Fazit der Diskussion: Die Kirche hat in der ausdifferenzierten Gesellschaft die Aufgabe, orientierende Kraft zu sein. Dazu müssen wir „Sauerteig werden und neu buchstabieren, was Nachfolge Jesu ist“, so Landesbischof von Maltzahn, der einräumte, dass dies zu DDR-Zeit leichter gewesen sei. Der bayrische Oberkirchenrat Detlev Bierbaum warb dafür, als Kirche neue Wege der Mitgliederbindung zu gehen, Foren anzubieten und für Menschen aller Couleur offen zu sein.

Gespannt waren die Gäste auf den Ausflug nach Wismar. Alle Backsteinkirchen der Hansestadt standen auf dem Programm. Begeistert vom Eindruck in St. Georgen stimmten die Kirchenleitungen einen Lobgesang in dem noch leeren Kirchraum an. Später hörten sie beim Kaffeetrinken in der Heiligen Geist-Gemeinde etwas von den „Geistlichen Hebungen“ und über die Schwierigkeiten zwischen Kommune und Gemeinden, die Stadtkirchen künftig für kirchliche und kulturelle Zwecke zu nutzen. Eindrucksvoll – trotz Eiseskälte - ebenso die Führung durch Pastor Thomas Cremer in Heiligen Geist. In St. Nikolai machte Stefan Meyer auf den Altar von St. Georgen aufmerksam, der derzeit dort aufgestellt ist. In der beheizten Winterkirche beschloss eine Andacht die Visite an der Ostsee.
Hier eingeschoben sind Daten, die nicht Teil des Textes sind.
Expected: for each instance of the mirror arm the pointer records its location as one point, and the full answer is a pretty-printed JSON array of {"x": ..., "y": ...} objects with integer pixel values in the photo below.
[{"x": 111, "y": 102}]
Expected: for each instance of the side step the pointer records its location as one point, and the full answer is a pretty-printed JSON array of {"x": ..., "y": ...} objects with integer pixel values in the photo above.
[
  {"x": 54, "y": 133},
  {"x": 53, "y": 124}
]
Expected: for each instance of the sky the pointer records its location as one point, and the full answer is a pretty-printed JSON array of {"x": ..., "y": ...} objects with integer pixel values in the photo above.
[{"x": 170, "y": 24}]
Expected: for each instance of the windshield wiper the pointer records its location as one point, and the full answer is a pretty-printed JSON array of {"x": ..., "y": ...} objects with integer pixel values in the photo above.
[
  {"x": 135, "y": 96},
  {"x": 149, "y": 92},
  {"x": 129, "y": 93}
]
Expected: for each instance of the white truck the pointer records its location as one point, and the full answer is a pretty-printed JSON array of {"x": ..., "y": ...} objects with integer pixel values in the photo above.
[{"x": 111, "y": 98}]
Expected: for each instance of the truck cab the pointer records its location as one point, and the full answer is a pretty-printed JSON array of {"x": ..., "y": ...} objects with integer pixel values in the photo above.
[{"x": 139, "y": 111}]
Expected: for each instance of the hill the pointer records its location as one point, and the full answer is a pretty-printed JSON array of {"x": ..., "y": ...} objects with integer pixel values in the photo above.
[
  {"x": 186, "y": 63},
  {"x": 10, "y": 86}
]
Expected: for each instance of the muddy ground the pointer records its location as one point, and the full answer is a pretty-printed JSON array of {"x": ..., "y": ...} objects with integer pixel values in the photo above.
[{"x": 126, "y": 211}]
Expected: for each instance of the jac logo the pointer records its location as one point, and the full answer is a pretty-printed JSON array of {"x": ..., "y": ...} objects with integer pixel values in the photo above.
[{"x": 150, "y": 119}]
Den Gottesdienst feierten die Mitglieder der Leitungsgremien in Kirch Grambow und erlebten eine lebendige Gemeinde und einen engagierten Pastor Andreas Ortlieb, der ausgehend vom Text des Sonntags passend zum Thema des Treffens über die Kraft von Gottes Wort predigte. Dass sich 50 Kinder zur Rüstzeit in den Winterferien angemeldet haben und die Kirchgemeinde ganz bewusst den Brückenschlag zu Vereinen in Rehna sucht, war in einer Runde mit Kirchenältesten zu erfahren. Zum Abschied bedankte sich Landesbischof Johannes Friedrich für die herzliche Gastfreundschaft und lud alle Mecklenburger ein, vom 12. bis 16. Mai zum Ökumenischen Kirchentag nach München zu kommen. „Es wird ein schöner Kirchentag.“ Und es böte sich die Chance, die Partnerschaft zwischen Mecklenburg und Bayern weiter zu vertiefen und gemeinsam mit anderen Christen neue Erfahrungen zu machen.